How to Use Botasaurus for Web Scraping

April 22, 2024 ยท 7 min read

Are you looking for ways to scrape without getting blocked? Try Botasaurus, a new web scraping library with cool anti-bot bypass features.

In this article, you'll learn how to scrape websites with the Botasaurus library and see how it works to enhance data extraction efficiency.

What Can You Do With Botasaurus?

Botasaurus is a web scraping library built to bypass anti-bot systems. It features browser functionalities for interacting with dynamic web pages.

The library lets you authenticate proxy via SSL, install Chrome extensions, and route requests through Google to enhance anti-bot evasion. While the alternatives such as Undetected ChromeDriver, Selenium Stealth, and Puppeteer Stealth, are more popular, Botasaurus has a higher success rate at bypassing anti-bots like Cloudflare.

Botasaurus patches the Selenium WebDriver and the standard Requests library for anti-detection functionality.
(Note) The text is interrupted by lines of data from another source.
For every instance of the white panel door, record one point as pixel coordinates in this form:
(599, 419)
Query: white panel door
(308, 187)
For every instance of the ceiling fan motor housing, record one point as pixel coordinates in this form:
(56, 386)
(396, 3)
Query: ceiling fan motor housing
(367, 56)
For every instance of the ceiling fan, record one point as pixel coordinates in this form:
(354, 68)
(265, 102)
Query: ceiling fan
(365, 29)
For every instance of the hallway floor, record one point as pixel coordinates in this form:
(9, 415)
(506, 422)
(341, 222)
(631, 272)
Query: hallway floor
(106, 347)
Unlike Selenium, Botasaurus doesn't require extra driver installation. It automatically installs the ChromeDriver during its first build, simplifying the initial setup for beginners.
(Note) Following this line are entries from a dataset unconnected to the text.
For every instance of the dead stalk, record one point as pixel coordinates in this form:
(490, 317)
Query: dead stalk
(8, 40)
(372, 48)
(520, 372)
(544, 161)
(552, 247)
Frustrated that your web scrapers are blocked once and again?
ZenRows API handles rotating proxies and headless browsers for you.
Try for FREE

Tutorial: How to Scrape With Botasaurus

Botasaurus supports CSS selectors, has a built-in standard Requests library (HTTP client), and Selenium WebDriver automation capabilities. Let's see it in action by scraping OpenSea, an NFT website.

Here's the target web page layout:

Opensea Homepage
Click to open the image in full screen

Prerequisites

This tutorial uses Python 3.12.1 on a Windows operating system. Install the latest version from the Python website if you haven't already.
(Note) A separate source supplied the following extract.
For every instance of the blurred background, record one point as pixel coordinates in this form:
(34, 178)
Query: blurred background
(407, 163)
Once Python is up and running, install the Botasaurus library using pip:

Terminal
pip install botasaurus

Now, create a new project folder with a scraper.py file and follow the instructions in the next section to extract the full-page HTML.

Get the Target Page Full HTML

The first step to scraping with Botasaurus is opening the target website. Although the library supports direct access using the WebDriver's get method, it also allows you to route requests through Google to mimic a legitimate user.

You'll use its Google routing functionality to open the target web page and extract its content.

To begin, define a scraper function with a browser decorator and visit the target website through Google. The function uses the AntiDetectDriver option to indicate that your scraper requires an anti-bot bypass capability. It then applies the data argument to collect the extracted data into an output JSON file:

scraper.py
# import all modules
from botasaurus import *

@browser
def scraper(driver: AntiDetectDriver, data: dict):

    # navigate to the target website
    driver.google_get("https://opensea.io")

Extract the text content from the page's HTML and print the result in your console. Return the extracted data to store it in a JSON file inside an output directory. Finally, execute the scraper function:

scraper.py
@browser
def scraper(driver: AntiDetectDriver, data: dict):

    # ...
    
    # retrieve the html element
    content = driver.text("html")
    
    # print the HTML content
    print(content)

    # save the data as a JSON file in output/scraper.json
    return {
        "content": content
    }

# execute the scraper fucntion
scraper()

Combine both snippets to get the following complete code:

scraper.py
# import all modules
from botasaurus import *

@browser
def scraper(driver: AntiDetectDriver, data: dict):

    # navigate to the target website
    driver.google_get("https://opensea.io")
    
    # retrieve the html element
    content = driver.text("html")
    
    # print the HTML content
    print(content)

    # save the data as a JSON file in output/scraper.json
    return {
        "content": content
    }

# execute the scraper fucntion
scraper()

Executing the code above for the first time installs the ChromeDriver and creates additional folders and files, including the output folder, to collect the extracted data.

Add a Proxy to Botasaurus

Some websites limit the volume of requests an IP address can send to their server in a particular period. This limitation may block your scraper if you attempt to extract data from multiple pages.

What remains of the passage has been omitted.